I would be extremely grateful to see how such a simple (to the naked eye) check could be logically and rigorously constructed without vba, using straight array formulae or otherwise. As the rest of the spreadhseet is blank, feel free to use as many helper columns as possible.

thanks and many regards for any help.

xluser2007
11-24-2008, 04:40 AM
Workbook as per post #1:

Bob Phillips
11-24-2008, 07:03 AM
Try this

=IF(OR(A2<>A1,B2<>B1),IF(C2=0,"Ok","Should be restart"),IF(OR(C2=0,C2=C1+1),IF(C2>130,"Too big","Ok"),"Out of sequence"))

xluser2007
11-24-2008, 04:13 PM
Hi Bob,

The simplicity and accuracy of your responses never ceases to impress me.

Just to check that I have implemented correctly, please find attached the workbook.

In D2, the formula seems to give "Ok" (which is correct) when it compares the text values in row 1 and number values in row 2. Could you please explain how the formula checks this part.

I have put through summary checks below in D24631:D24633, could you please clarify that this is the way your formulae were intended to provide the final check.

Also, one other thing, if I put your formulae in column D and delete any row, I get #REF! errors, is there any way to control for this deletion and show that an error has occurred (i.e. show that there are missing entries and the process should be restarted)?

Thanks for all your help, I really appreciate it :).

Bob Phillips
11-25-2008, 02:08 AM
Hi Bob,

The simplicity and accuracy of your responses never ceases to impress me.

I am sure that the formula could be reduced but I think that it may be more obtuse rather than simpler, so I left it.


Just to check that I have implemented correctly, please find attached the workbook.

In D2, the formula seems to give "Ok" (which is correct) when it compares the text values in row 1 and number values in row 2. Could you please explain how the formula checks this part.

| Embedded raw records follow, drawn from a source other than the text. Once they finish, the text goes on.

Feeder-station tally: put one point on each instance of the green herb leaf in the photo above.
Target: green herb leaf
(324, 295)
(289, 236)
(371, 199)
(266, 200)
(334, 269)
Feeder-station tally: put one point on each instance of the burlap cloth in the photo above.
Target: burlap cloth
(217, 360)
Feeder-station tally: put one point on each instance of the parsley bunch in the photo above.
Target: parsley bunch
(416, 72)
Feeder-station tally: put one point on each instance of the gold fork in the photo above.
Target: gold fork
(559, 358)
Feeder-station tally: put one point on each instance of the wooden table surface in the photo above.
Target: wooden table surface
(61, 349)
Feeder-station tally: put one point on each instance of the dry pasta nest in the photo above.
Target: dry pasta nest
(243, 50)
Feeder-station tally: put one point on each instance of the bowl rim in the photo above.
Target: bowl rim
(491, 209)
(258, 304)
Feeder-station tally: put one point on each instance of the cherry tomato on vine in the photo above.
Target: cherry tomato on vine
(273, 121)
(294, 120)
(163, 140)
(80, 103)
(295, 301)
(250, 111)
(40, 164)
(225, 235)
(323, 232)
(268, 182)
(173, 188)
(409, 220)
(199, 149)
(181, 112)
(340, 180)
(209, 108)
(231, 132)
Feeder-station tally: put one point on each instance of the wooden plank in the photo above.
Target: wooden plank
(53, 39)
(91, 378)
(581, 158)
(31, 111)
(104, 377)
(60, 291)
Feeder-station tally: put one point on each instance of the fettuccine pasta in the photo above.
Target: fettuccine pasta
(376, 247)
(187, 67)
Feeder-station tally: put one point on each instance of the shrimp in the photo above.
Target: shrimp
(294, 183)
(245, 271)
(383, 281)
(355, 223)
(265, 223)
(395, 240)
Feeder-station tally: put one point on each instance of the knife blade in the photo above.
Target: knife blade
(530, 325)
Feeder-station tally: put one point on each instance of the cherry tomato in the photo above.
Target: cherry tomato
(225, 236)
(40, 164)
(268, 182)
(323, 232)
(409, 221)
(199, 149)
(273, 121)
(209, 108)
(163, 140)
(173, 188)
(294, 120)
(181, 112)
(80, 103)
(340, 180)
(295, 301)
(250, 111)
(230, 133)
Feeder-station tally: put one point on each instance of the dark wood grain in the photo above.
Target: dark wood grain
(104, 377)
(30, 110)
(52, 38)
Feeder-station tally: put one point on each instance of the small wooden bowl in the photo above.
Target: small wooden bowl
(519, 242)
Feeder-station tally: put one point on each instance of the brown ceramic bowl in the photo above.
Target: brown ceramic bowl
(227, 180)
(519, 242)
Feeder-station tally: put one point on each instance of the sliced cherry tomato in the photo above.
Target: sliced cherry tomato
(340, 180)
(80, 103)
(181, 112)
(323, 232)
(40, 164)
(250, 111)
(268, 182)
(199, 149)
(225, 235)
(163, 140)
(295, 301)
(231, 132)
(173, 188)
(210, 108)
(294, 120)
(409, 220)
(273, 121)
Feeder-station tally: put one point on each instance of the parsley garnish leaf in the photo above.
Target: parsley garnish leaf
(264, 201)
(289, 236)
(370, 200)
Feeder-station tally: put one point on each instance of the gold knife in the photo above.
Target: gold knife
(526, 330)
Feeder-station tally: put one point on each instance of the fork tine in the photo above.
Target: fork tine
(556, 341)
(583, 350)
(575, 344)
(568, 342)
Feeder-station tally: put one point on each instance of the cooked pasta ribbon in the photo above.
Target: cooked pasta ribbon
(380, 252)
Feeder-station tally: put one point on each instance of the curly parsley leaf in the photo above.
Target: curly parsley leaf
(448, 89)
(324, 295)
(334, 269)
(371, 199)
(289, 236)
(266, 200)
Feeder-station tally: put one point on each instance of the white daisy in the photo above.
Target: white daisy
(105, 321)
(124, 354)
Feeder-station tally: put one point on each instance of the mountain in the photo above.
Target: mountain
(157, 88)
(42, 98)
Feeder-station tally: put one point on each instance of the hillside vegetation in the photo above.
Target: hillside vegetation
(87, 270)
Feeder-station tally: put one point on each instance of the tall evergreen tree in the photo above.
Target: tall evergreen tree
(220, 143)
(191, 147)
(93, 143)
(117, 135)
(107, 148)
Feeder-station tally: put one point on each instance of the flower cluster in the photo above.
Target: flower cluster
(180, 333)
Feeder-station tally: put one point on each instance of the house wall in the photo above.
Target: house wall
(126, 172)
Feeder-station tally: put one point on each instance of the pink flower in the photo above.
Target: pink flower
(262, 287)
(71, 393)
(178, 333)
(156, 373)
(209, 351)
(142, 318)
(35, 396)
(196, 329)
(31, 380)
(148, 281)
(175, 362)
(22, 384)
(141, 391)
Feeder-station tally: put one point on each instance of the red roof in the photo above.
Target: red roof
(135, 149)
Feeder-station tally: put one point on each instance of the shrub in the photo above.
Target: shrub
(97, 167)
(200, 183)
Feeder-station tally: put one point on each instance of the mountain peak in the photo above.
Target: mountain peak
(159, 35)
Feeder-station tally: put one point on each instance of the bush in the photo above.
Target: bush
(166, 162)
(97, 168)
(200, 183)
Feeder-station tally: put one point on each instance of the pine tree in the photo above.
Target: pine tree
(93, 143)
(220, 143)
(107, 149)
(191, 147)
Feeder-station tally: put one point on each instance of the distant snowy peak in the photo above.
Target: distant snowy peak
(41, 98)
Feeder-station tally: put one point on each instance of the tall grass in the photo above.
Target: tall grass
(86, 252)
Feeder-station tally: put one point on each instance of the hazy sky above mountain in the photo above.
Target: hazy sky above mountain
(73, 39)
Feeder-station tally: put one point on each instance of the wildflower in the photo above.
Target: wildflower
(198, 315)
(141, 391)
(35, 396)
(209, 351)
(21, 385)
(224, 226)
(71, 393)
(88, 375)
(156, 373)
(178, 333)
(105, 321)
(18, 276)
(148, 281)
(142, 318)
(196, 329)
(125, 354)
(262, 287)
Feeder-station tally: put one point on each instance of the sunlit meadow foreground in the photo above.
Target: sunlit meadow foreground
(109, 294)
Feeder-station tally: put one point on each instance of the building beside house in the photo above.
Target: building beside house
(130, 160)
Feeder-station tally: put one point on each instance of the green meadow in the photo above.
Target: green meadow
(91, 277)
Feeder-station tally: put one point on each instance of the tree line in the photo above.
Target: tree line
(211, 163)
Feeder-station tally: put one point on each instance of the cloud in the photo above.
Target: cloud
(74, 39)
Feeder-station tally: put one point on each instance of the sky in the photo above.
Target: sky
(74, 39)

It starts by checking if either of the values in column A or column B is different to the previous row, if so then FieldC should be a value 0. The formula checks the A and B values, if not the same as previous, it then checks the C value for 0, if so the Ok message else Restart message.

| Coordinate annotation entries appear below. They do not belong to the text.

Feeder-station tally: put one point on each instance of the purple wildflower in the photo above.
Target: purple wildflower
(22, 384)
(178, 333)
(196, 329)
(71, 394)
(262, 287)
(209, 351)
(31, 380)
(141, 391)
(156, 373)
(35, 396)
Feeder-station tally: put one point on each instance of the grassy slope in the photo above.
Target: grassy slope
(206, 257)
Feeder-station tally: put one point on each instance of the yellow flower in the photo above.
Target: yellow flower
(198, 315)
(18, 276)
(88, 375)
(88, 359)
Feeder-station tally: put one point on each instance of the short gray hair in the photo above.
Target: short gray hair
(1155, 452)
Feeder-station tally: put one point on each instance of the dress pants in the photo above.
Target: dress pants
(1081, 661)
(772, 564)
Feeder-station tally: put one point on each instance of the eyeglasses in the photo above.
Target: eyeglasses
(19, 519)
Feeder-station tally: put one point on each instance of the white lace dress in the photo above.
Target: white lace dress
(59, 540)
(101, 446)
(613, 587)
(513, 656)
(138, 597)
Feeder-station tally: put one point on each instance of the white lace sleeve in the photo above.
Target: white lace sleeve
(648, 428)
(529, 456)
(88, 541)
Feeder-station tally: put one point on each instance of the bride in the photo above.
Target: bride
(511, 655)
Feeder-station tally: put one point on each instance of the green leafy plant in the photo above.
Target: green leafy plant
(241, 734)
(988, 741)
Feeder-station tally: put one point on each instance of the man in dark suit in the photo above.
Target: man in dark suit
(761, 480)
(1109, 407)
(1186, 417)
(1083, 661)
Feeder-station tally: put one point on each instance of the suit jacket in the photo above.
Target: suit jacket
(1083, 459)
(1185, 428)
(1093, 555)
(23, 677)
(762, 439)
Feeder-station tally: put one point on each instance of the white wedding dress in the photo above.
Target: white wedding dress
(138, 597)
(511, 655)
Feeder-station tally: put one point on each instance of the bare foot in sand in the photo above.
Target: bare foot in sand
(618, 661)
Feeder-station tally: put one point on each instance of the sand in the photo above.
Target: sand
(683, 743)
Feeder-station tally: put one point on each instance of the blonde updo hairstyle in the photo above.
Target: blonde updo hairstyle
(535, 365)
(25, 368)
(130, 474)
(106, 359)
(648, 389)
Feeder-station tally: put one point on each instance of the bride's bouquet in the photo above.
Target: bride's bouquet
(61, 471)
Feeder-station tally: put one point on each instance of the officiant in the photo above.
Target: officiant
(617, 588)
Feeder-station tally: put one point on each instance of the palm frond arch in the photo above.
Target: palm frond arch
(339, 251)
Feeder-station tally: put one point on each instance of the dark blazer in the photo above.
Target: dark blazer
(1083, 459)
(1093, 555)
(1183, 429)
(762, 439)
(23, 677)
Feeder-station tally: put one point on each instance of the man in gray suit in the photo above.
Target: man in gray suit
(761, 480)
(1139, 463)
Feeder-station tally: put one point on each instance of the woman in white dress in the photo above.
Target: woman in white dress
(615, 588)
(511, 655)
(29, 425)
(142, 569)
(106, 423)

I have put through summary checks below in D24631:D24633, could you please clarify that this is the way your formulae were intended to provide the final check.

If I understand you correctly, that was how I tested it.


Also, one other thing, if I put your formulae in column D and delete any row, I get #REF! errors, is there any way to control for this deletion and show that an error has occurred (i.e. show that there are missing entries and the process should be restarted)?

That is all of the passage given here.